Bei der wöchentlichen Reinigung meines Siemens Programmiergerätes ist mit ein wenig viel Sidolin auf das TFT gekommen, sodass dieses unten in zwischen die Abdeckung und das TFT gelaufen ist... Nicht nur das, das ist anscheinend irgendwie in das TFT gelangt, so dass ich nun im unteren Bereich einen ca. 5-8cm Breiten Streifen und Flecken im TFT habe, die schon ein wenig kleiner geworden sind... da ist also nun die Flüßigkeit dazwischen...
Ich habe heut schnell ein neues Display bestellt (um die 200€), aber dennoch meine Frage: ist das noch irgendwie zu retten? Ausgebaut hatte ich das schon, da es aber verklebt ist wollte ich nicht weiter zerlegen.... Noch funktioniert es ja...

Viele Grüße, Tobias


----------



## seeba (24 September 2005)

Nehm keine Reinigungmittel mehr für's TFT sondern nur noch feuchte (nicht nass) Tücher oder sowas! Mir auch schon passiert, aber da ist nichts mehr zu machen!


----------



## Josef (25 September 2005)

seeba schrieb:
			
		

> Nehm keine Reinigungmittel mehr für's TFT...

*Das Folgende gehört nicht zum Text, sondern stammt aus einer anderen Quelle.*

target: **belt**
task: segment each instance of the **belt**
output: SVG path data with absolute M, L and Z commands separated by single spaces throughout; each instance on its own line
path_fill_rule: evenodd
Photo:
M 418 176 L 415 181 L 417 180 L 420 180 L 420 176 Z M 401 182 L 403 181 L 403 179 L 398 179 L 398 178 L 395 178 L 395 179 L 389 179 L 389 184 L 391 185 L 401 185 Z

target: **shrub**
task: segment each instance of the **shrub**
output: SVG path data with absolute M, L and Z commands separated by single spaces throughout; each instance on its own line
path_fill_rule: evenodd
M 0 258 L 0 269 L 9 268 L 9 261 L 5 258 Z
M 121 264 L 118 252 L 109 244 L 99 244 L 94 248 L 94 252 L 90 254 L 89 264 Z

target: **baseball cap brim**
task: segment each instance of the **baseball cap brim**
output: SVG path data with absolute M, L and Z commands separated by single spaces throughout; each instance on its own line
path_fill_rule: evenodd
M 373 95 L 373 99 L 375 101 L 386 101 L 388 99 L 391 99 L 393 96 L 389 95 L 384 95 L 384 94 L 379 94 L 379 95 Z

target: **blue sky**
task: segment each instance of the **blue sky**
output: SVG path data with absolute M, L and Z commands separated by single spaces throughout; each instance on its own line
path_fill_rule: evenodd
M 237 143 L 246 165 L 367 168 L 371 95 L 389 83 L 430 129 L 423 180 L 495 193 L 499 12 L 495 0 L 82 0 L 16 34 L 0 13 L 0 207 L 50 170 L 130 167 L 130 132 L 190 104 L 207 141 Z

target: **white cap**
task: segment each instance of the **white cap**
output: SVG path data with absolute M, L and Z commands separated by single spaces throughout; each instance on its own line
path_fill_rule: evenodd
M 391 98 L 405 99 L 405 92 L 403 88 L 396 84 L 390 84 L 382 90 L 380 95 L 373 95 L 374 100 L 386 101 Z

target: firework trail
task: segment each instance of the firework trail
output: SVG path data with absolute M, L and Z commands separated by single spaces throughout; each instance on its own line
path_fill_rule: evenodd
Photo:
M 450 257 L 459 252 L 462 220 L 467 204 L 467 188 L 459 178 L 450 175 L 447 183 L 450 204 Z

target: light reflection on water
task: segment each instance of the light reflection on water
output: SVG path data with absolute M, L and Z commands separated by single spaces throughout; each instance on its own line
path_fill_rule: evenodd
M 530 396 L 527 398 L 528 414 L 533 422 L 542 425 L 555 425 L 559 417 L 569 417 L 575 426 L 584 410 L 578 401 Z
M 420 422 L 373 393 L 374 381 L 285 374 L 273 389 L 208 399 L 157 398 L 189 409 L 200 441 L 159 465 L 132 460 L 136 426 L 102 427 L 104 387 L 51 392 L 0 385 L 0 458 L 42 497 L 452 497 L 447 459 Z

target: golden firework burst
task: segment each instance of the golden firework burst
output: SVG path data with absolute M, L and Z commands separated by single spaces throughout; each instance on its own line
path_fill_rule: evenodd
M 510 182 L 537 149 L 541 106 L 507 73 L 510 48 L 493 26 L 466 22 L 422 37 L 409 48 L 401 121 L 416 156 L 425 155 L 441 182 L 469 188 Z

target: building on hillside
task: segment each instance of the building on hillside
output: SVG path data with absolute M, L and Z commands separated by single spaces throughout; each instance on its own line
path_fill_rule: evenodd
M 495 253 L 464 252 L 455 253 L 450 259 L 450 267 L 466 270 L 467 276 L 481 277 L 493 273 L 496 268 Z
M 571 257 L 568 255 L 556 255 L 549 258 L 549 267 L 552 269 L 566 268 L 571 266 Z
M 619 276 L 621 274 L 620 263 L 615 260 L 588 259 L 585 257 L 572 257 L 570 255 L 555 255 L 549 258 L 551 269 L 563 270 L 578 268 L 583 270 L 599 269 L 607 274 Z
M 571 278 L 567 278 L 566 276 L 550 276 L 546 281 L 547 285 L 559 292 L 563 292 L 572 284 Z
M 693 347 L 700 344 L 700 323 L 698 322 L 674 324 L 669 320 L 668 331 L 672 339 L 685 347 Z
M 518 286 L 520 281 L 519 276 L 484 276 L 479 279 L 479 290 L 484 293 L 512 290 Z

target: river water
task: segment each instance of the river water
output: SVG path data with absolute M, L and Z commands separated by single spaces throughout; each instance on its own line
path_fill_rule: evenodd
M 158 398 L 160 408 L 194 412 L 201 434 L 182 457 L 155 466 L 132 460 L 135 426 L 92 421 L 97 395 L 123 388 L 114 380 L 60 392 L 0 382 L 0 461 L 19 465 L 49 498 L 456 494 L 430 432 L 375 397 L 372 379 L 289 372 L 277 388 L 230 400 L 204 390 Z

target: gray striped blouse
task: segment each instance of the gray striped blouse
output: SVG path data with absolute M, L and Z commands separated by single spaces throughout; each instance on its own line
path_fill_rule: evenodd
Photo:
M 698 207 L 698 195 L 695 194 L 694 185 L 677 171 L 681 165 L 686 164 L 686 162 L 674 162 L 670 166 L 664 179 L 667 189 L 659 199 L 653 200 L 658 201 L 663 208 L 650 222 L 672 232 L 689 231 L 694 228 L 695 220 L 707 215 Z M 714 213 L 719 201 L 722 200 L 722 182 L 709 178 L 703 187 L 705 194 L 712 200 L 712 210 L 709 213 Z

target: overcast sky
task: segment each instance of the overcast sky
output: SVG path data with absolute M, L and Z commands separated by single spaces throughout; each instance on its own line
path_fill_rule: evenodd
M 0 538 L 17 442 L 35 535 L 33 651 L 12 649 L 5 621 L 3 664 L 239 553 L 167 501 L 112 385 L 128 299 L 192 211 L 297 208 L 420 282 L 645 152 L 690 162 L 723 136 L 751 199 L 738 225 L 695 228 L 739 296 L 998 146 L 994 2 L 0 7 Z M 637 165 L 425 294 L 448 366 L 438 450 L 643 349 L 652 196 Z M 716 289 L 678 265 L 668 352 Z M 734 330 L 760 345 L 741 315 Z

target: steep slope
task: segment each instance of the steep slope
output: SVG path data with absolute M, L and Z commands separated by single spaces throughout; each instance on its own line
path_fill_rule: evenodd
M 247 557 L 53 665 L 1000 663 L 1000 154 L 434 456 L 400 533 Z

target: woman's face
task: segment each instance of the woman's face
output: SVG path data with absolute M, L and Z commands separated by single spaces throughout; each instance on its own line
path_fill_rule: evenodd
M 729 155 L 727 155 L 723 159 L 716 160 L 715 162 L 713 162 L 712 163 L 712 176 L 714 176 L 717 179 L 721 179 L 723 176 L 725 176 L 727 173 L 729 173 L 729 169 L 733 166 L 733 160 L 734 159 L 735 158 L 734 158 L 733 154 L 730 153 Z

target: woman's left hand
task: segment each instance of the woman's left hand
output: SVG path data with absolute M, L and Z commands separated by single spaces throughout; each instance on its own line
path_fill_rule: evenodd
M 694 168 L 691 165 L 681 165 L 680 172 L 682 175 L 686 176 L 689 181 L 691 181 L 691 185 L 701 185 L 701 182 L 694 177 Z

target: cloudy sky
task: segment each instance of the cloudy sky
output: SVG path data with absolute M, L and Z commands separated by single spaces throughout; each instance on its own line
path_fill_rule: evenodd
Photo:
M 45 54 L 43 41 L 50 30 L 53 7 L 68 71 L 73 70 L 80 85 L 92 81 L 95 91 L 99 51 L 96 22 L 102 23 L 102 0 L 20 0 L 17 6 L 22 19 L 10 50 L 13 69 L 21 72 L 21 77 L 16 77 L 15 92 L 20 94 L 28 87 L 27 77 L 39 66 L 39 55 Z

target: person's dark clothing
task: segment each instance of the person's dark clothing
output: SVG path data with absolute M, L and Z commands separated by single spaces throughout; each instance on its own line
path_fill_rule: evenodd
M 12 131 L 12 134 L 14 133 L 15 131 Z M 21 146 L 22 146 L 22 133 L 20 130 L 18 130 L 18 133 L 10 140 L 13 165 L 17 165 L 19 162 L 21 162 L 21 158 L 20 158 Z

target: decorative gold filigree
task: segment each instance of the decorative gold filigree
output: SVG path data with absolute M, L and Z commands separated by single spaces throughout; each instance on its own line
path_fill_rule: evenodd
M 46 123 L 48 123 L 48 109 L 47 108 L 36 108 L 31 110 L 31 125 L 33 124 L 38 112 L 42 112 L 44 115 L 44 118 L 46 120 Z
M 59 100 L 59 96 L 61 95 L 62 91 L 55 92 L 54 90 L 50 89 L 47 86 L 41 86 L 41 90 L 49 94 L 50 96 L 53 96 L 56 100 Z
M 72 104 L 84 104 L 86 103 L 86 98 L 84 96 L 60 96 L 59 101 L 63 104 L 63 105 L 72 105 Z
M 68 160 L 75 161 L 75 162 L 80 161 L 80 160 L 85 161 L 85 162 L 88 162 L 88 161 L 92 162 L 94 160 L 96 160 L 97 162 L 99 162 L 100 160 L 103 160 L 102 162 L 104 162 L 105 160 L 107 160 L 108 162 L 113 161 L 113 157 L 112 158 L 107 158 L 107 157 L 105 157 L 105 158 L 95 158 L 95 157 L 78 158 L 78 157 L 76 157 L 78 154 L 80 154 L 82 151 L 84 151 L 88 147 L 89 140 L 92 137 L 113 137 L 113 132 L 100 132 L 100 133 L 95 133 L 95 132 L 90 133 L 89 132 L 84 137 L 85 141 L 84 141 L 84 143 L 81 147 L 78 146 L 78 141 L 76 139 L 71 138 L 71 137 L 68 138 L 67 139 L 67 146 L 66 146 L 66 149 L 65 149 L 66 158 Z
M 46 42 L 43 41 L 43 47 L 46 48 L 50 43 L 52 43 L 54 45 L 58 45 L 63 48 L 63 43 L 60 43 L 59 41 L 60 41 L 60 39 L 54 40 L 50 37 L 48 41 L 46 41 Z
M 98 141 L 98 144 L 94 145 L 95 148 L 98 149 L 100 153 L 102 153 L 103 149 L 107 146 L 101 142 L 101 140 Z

Das Siemens FieldPg hat nur IP30 da sollte man nach möglichkeit
nicht mit Flüßigkeiten dran.  

mfg
Josef


----------



## lefrog (25 September 2005)

Nundenn, ich habe nun diese schmerzhafte Erfahrung gemacht...
Und ich hoffe das das neue Display bald ankommt, und das es passt... 
Eingebaut ist ein LTM14C500S von Toshiba, dieses habe ich über http://www.tdcomponents.com/ bestellt... ich bin gespannt... 

Viele Grüße, Tobias


----------



## Gerhard Bäurle (25 September 2005)

Hallo,

zum Reinigen von TFTs sind am besten Tücher aus 
reiner Baumwolle geeignet, z. B. Trikotstoffe.

Kücherrolle und sonstige Papiertücher oder Stofftücher 
mit Kunstfaser verkratzen die Oberfläche.

Viele Grüße

Gerhard Bäurle


----------



## lefrog (27 September 2005)

So...
Das neue TFT ist heut angekommen, ich habe das soeben montiert....
Und siehe da, ich habe echt das Gefühl das dieses ein besseres Bild macht... 

Eingebaut war ein Toshiba LTM14C500S, nun ist ein Toshiba LTM14C446 eingebaut... ich bin beeindruckt... und das ganze für "nur" 240€ inkl. Versand - der Schaden hält sich also in Grenzen, wenn man bedenkt das wir für das Gerät 4260€ gezahlt haben... Gut, inkl. Software... 

Viele Grüße, Tobias


----------